The performances border on hammy, and the tone of the film is so self-important that by the time you come to the end you’re surprised the film has nothing even remotely interesting to say about death or the afterlife.

I’m going with two out of five for Hereafter. In the absence of a stronger dramatic pulse, this is one of Clint Eastwood’s weakest films and a solid disappointment.

(This review first aired on CNN-IBN)

March 7, 2011

Michelle Rodriguez on why she’s drawn to ‘tough-chick’ roles

Filed under: Video Vault — Rajeev @ 5:10 pm

In this interview, Hollywood’s favorite action film heroine Michelle Rodriguez talks about why she’s drawn to films like The Fast & The Furious and Avatar in which she gets to show off her tough side. The actress also talks about her new film, the alien war-movie Battle: Los Angeles.

(This interview first aired on CNN-IBN)

March 4, 2011

Who let the dogs out?

Filed under: Their Films — Rajeev @ 10:55 pm

March 04, 2011

Cast: Owen Wilson, Jason Sudeikis, Jenna Fishcer, Christina Applegate, Stephen Merchant, Richard Jenkins

Director: Peter Farrelly & Bobby Farrelly

Hall Pass, directed by Peter and Bobby Farrelly, is a comedy about two middle-aged, married guys who’re starting to get restless in their domesticated lives, until their wives grant them a weeklong break from marriage which allows them to do whatever they like, and more importantly – whoever they like, with no guilt attached. It’s a sweet deal that more than a few men would be thrilled to negotiate, but the wives’ logic is that if the guys are given the opportunity to relive their false nostalgia for bachelorhood, then they won’t grow to resent their spouses for taking away their freedom.

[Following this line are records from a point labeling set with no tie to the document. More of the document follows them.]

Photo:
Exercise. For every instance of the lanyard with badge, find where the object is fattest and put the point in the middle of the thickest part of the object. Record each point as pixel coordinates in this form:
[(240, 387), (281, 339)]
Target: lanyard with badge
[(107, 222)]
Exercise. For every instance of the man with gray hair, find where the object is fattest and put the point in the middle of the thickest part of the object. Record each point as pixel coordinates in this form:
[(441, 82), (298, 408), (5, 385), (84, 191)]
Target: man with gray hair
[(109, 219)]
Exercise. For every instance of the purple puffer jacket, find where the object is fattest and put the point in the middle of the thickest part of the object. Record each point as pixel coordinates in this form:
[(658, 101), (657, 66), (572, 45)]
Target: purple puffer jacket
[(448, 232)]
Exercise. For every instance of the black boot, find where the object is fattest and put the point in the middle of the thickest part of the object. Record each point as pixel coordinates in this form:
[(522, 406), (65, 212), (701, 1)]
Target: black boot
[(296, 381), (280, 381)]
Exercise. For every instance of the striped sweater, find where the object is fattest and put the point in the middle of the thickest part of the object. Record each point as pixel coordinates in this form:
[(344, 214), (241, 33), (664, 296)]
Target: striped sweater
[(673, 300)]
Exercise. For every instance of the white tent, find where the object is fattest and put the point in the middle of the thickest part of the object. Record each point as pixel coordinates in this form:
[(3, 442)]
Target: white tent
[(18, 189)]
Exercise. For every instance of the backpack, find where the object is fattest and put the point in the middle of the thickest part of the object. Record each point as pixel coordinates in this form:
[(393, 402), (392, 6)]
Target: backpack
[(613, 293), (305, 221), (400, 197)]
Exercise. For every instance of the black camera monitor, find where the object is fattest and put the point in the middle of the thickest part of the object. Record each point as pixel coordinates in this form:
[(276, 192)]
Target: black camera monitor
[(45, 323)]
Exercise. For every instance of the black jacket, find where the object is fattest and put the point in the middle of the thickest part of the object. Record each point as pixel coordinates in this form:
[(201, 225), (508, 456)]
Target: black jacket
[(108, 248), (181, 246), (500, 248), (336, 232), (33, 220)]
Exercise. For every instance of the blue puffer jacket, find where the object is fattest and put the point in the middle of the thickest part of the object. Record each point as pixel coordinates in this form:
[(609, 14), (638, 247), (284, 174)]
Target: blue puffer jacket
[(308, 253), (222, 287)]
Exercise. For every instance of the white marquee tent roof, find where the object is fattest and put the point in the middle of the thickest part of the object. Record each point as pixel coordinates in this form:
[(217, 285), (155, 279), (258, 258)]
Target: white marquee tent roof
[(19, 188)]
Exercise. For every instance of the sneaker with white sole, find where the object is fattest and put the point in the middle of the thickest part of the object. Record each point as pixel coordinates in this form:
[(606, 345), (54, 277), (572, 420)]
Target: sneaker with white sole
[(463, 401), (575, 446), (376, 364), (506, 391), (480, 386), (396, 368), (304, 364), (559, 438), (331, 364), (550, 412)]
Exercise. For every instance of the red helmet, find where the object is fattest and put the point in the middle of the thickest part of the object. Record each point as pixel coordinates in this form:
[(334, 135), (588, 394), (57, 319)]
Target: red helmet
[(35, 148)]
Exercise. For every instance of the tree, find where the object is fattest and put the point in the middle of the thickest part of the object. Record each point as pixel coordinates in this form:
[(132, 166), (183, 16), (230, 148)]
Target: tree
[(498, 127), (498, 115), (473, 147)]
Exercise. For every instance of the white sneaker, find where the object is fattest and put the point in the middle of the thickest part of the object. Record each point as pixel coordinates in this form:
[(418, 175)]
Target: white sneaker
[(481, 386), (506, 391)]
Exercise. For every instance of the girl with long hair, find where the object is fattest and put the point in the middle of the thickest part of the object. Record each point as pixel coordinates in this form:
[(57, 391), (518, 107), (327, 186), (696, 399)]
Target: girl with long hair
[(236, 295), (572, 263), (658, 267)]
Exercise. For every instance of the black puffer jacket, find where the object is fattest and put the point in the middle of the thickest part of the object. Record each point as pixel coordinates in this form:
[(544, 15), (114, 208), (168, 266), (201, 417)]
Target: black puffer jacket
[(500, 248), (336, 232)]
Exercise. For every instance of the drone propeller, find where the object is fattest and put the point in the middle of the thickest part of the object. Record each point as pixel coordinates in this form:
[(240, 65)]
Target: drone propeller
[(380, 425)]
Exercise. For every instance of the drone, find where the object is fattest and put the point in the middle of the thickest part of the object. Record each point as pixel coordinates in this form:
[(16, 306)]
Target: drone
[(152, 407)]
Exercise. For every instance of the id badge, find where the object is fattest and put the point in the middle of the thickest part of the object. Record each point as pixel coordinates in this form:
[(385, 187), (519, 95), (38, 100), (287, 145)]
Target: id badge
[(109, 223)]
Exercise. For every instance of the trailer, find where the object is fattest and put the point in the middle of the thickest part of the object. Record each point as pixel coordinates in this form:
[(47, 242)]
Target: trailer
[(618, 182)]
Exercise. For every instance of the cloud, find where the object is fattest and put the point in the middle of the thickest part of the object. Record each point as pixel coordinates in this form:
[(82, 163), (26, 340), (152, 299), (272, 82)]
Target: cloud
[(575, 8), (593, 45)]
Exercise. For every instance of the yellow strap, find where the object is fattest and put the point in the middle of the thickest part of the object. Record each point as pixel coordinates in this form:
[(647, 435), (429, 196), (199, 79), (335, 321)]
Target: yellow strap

Nicely cast, the film stars Owen Wilson as Rick, and Saturday Night Live’s Jason Sudeikis as Fred, the forty-something-year-olds whose hapless attempts to pick up women fail spectacularly. While the guys try to remember how to be players, their wives (played by Jenna Fischer and Christina Applegate) head for the week to a seaside town, where they find a little action of their own.

In the hands of the Farrelly Brothers whose comic skills have clearly gotten rusty since 1998’s There’s Something About Mary, this film feels like a never-ending stream of smutty jokes. Amidst the heap of references to masturbation, oral sex and vomit, there’s one particularly sick gag involving Fred’s potential date and a fatal sneeze, that’ll have you turn away in complete disgust.

The movie ends with one of those “aww-so-sweet” kind of predictable resolutions that seems to apologize for all the bad behaviour that preceded it. And in that, Hall Pass displays why it doesn’t have half the bravado of The Hangover, which was just shameless, unapologetic fun.

I’m going with two-and-a-half out of five for Hall Pass. I’m not judging you, but it’s strictly for those who enjoy tasteless, gross-out humor!